E. du Perron
aan
Menno ter Braak
Parijs, [3 oktober 1934]
Parijs, 3 October.
Beste Menno,
Het is heel goed mogelijk dat die prikken ons veel goed hebben gedaan; maar op het oogenblik zitten we nog te veel in de herrie om ons naar behooren aan het voelen te wijden.
Stuur me je stuk over Porta Nigra; ik ben er zeker benieuwd naar.
Ook naar het Carnaval natuurlijk, waarin ik dezelfde opdracht wil hebben (voor 3e keer nu!) van vroeger. Hierbij vast het pampier. - Ik bewonder je energie en je werkkracht. Voorloopig zal je van mij niet veel hooren; ik ben ‘er niet meer in’, weet niet wat ik doen of schrijven zal. Dat baantje bij de Utrecht is niet zeker; de heer Timmers Verhoeven moet daarvoor naar Parijs komen om te probeeren het los te krijgen van den directeur hier, die een zekere heer baron Collot d'Escury is; het is
dan ook niet uitgemaakt dat het lukt. En misschien wil ik in ieder geval eerst Ducroo afmaken, als ik weer energie heb. Ik schrijf anders Querido vandaag dat ik hem liever zijn geld teruggeef dan het boek half verknoeid en afgeroffeld op den afgesproken termijn in te leveren.
En dan zijn er nog allerlei andere plannen, in verband met Bep's situatie na haar vader's dood. Maar zij weet nog steeds niet waar ze precies aan toe is, dus alles loopt weer een beetje door elkaar. Als ik dat baantje bij de Utrecht krijg (en aanneem), zitten we meer dan ooit aan Parijs vast. Krijg ik het niet, dan gaan we misschien elders heen. Enfin, dit alles is vaag en zal zeker niet vóór December of Januari a.s. worden opgelost.
Cerebraliteit. - Je bent wèl cerebraler dan ik, zeg je, hoewel op zichzelf niet cerebraal. Maar ik heet (en ben) al heel erg cerebraal, al ben ik vergeleken bij jou misschien een ontzettende primitievert. Hoe nu? en wat is de conclusie in dezen?
Stuur het boek van Klaus maar, al beloof ik niet dat ik het lezen zal.

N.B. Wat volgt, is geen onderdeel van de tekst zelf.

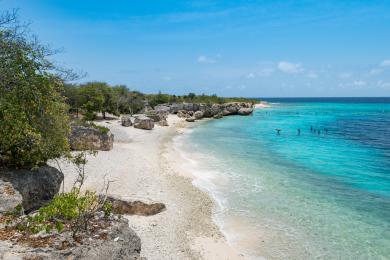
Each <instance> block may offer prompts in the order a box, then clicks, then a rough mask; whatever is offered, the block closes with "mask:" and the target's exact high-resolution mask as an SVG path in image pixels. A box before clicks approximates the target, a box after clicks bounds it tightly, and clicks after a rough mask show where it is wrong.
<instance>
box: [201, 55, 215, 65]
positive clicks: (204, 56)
mask: <svg viewBox="0 0 390 260" xmlns="http://www.w3.org/2000/svg"><path fill="white" fill-rule="evenodd" d="M198 62H199V63H210V64H211V63H217V60H216V59H213V58H210V57H207V56H204V55H200V56H199V57H198Z"/></svg>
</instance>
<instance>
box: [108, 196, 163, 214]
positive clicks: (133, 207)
mask: <svg viewBox="0 0 390 260" xmlns="http://www.w3.org/2000/svg"><path fill="white" fill-rule="evenodd" d="M107 201H109V202H111V204H112V212H113V213H115V214H127V215H139V216H151V215H156V214H158V213H160V212H162V211H164V210H165V209H166V207H165V205H164V204H163V203H145V202H142V201H139V200H136V201H127V200H122V199H120V198H116V197H112V196H110V197H108V198H107Z"/></svg>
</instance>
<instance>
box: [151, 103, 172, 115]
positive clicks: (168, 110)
mask: <svg viewBox="0 0 390 260" xmlns="http://www.w3.org/2000/svg"><path fill="white" fill-rule="evenodd" d="M154 110H155V111H157V112H166V113H167V114H168V113H169V111H170V107H169V105H168V104H161V105H157V106H155V107H154Z"/></svg>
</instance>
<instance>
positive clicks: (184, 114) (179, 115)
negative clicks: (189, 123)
mask: <svg viewBox="0 0 390 260" xmlns="http://www.w3.org/2000/svg"><path fill="white" fill-rule="evenodd" d="M177 116H178V117H182V118H187V117H189V115H188V114H187V111H185V110H179V111H178V112H177Z"/></svg>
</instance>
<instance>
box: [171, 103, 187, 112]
mask: <svg viewBox="0 0 390 260" xmlns="http://www.w3.org/2000/svg"><path fill="white" fill-rule="evenodd" d="M183 108H184V106H183V104H182V103H179V104H177V103H173V104H171V105H170V107H169V113H171V114H177V113H178V112H179V111H180V110H183Z"/></svg>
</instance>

Ik heb lust om niets meer te lezen van al de rotzooi die in druk verschijnt. Maar inkijken zegt vaak meer dan genoeg.
Dank voor je bemoeienis inzake het Luto-lot.
Verwacht niet te veel van het Wijdenes-portret. In welke stemming zal ik zijn als ik het schrijf? - Misschien stuur ik je eerstdaags een paar stukjes panopticum. En heb je van J.v.N. nu de verdere copie van Ducroo gekregen? Je zou me een groot genoegen doen als je een flink stuk in November plaatste; dit met het oog op de financiën en het misschien terug te geven geld aan Querido.
Het zou aardig zijn als in de 2e helft van October Slau, Marsman en jij - en misschien dan ook Greshoff - voor een gezamenlijke ontmoeting in Parijs kwamen. Stuur me Slau over je Politicus. [Als II er ook is!]
Hartelijke groeten, ook voor Ant,
Je
E.
P.S. - Ik zie straks Gans. Het is jammer dat hij zoo traag is. Op deze manier verdient hij nooit het geld dat hij noodig heeft om
in Parijs te blijven, en ik kan hem niet blijven voorschieten! Het is anders een beste kerel en 100% aardig in zijn gezindheid en bedoelingen.
Parijs, 3 October.
B.M.
- In haast nog deze kwestie: Gans heeft in het geheel 6 stukken geschreven, waarvan ik tot dusver 3 geplaatst zag, nl. ‘Vaderlandsloozen’ en ‘Paris, mon Village’, in Augustus, en ‘Verdwijnen de Parijsche Hallen?’ in September. Kan je informeeren wat er gebeurd is met de 3 andere stukken, die alle 3 in de 2e helft van Sept. verzonden moeten zijn? Het is te hopen dat men ze niet alle heeft uitgesteld tot October! Laat je bewijs nrs. zenden? Dank.
je
E.
Deze briefk. ging niet weg; gaat dus hierbij!